Multisound Classic - was a 430 USD full-length ISA sound card produced from 1992 to 1994. It contained an EMU Proteus 1/XR professional MIDI rack engine with 2 MB or 4 MB ROM sample pack and a Motorola 56001 / 68000 DSP chip pair for wave recording and playback. The card supported Windows 9x officially and can be used on Windows NT 4.0 and Windows 2000 using Peter Hall's drivers. The sound quality and feature set offered by MultiSound Classic was truly revolutionary at the time, but Creative Labs acquired EMU in 1994 and the supply of XR chips stopped. The card had to be redesigned accordingly, creating the Tahiti. A detailed analysis of the MultiSound's hardware is here
Multisound Fiji - last real professional ISA cards from Multisound line. Motorola 56002 chipset, Audiophile quality 20-bit DAC/ADC, >97 dB Signal to Noise Ratio, DSP-based Hurricane Architecture, Optional Digital S/PDIF I/O (with daughterboard), MPU-401 compatible, WaveBlaster compatible header, Enhanced Full Duplex, Windows 95 Plug'n'Play compatible. Compatible with Windows 95, 98, 98se and Me in Plug'n'Play mode ; NT4, 2000 and XP (using the last NT4 non-Plug'n'Play driver and settings).

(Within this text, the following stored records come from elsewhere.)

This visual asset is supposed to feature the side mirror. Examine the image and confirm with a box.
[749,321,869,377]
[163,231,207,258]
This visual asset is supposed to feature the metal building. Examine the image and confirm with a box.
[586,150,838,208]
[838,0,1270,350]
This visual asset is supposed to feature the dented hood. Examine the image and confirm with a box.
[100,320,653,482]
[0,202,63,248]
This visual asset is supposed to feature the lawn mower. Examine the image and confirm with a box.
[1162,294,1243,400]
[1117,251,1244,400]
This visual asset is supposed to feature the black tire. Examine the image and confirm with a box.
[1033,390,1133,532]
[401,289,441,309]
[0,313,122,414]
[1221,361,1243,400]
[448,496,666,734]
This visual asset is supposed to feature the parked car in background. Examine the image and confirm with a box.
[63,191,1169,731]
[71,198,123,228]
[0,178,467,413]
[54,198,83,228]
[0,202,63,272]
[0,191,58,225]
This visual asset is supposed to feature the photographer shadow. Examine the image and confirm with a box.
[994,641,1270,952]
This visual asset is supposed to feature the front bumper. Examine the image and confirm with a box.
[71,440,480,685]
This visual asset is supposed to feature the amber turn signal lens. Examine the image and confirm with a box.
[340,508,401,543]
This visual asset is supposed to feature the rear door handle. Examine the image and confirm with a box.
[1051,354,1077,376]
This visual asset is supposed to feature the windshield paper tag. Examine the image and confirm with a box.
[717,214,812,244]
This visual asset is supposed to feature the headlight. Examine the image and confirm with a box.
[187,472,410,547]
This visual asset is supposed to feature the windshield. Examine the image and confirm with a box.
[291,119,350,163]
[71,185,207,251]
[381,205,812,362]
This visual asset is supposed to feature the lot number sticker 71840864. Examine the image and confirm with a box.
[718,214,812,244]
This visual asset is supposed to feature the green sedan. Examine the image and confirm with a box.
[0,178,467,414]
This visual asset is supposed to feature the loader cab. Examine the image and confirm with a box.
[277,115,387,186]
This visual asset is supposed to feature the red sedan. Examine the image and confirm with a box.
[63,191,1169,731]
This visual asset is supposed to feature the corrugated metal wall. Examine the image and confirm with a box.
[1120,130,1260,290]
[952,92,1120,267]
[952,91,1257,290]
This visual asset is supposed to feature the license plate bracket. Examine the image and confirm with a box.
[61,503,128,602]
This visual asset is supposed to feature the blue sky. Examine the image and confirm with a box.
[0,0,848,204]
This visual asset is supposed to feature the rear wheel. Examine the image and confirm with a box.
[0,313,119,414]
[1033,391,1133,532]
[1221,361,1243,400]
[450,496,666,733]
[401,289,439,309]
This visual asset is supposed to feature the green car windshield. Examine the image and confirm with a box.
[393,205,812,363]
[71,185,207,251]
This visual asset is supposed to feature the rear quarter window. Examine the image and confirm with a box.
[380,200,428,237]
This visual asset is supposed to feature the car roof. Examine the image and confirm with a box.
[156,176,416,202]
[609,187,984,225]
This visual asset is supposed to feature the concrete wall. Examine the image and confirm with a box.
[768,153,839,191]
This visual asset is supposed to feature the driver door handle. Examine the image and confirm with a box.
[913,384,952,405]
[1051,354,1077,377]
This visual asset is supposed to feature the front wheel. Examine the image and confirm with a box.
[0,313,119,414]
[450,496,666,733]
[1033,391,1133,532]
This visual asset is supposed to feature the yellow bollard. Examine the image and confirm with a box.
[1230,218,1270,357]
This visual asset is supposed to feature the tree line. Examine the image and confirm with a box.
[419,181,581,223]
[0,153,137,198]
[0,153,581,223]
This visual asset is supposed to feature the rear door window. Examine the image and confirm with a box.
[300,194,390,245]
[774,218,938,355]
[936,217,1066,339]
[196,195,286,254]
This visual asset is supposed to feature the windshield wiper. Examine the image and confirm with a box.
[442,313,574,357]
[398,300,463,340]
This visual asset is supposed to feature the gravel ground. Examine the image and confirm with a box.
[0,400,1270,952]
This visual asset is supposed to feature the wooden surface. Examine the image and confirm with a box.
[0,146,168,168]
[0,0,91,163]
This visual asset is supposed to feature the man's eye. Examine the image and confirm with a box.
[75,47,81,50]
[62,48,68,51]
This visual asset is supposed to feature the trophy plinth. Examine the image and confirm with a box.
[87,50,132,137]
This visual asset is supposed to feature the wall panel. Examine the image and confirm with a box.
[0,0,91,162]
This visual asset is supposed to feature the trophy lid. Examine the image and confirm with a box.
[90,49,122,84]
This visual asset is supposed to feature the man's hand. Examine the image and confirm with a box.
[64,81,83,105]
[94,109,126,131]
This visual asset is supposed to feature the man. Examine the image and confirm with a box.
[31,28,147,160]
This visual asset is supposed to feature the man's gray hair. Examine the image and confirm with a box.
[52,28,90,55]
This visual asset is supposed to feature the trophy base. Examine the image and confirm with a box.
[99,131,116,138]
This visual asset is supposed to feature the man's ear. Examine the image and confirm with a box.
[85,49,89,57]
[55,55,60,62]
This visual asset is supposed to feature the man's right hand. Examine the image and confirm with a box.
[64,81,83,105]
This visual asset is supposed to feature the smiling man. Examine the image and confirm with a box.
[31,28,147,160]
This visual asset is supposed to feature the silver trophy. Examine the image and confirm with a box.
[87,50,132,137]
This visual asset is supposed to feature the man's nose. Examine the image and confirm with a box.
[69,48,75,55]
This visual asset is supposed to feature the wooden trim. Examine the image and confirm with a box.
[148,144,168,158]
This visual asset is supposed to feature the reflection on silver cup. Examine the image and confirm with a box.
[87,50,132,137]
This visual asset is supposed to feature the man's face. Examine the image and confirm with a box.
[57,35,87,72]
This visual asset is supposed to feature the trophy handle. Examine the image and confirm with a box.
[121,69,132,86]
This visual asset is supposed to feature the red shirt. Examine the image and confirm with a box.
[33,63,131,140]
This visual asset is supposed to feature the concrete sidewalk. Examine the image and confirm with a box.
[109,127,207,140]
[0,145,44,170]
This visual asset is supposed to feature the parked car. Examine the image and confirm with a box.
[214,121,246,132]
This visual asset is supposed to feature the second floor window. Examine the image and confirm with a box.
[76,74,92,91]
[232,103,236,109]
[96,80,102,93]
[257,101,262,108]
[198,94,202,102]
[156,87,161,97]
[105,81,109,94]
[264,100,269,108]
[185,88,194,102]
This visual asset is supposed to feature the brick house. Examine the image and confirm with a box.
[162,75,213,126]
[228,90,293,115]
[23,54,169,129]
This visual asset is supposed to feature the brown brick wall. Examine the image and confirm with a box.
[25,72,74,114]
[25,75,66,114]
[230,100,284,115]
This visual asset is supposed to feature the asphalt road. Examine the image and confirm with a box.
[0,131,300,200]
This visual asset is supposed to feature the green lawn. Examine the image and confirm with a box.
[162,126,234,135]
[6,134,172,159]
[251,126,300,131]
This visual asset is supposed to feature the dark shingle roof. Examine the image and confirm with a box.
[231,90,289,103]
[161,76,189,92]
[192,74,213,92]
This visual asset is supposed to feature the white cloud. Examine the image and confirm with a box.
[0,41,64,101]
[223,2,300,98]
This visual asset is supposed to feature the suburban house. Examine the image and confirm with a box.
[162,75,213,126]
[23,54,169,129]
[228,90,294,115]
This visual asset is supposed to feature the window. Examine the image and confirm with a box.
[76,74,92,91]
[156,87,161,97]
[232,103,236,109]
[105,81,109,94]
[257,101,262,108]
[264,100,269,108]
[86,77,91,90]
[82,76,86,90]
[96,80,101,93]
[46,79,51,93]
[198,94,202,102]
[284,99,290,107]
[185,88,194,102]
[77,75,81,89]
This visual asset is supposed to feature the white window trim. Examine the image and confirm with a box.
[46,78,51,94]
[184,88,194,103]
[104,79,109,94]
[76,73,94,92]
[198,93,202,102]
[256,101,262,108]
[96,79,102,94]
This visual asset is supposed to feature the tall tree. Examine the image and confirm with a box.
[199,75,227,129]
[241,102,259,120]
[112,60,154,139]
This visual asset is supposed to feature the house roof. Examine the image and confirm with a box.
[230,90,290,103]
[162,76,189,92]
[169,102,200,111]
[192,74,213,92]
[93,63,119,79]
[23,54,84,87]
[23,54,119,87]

Multisound Pinnacle - same as Multisound Fiji but with additional specifications : full-length ISA card, Hardware Wavetable Synthesis (Kurzweil/HOMAC Synth Engine), 4 MB Patch Set (2 MB Wavetable ROM - using proprietary Kurzweil compression), User Expandable Sample Set (supports up to 48 MB of Sample RAM on board, using two 32 bits SIMM sockets for FPM RAM), EIDE CD-ROM Interface.
Quad - 4-track recording software for PC meant to somewhat mimic a 4-track cassette recorder.
Rio- The RIO was a daughtercard MIDI synthesizer that was compatible with the Sound Blaster daughtercard pinout. This product was intended for Sound Blaster owners who wanted to improve their MIDI playback by adding wavetable synthesis. The RIO offered one RAM slot that would allow users to add their own sounds to the wavetable playback, and was compatible with the WavePatch sound programmer. Unlike the Maui, however, the Rio used a SIPP slot for its expansion memory; compatible RAM was rather difficult and considerably more expensive to obtain.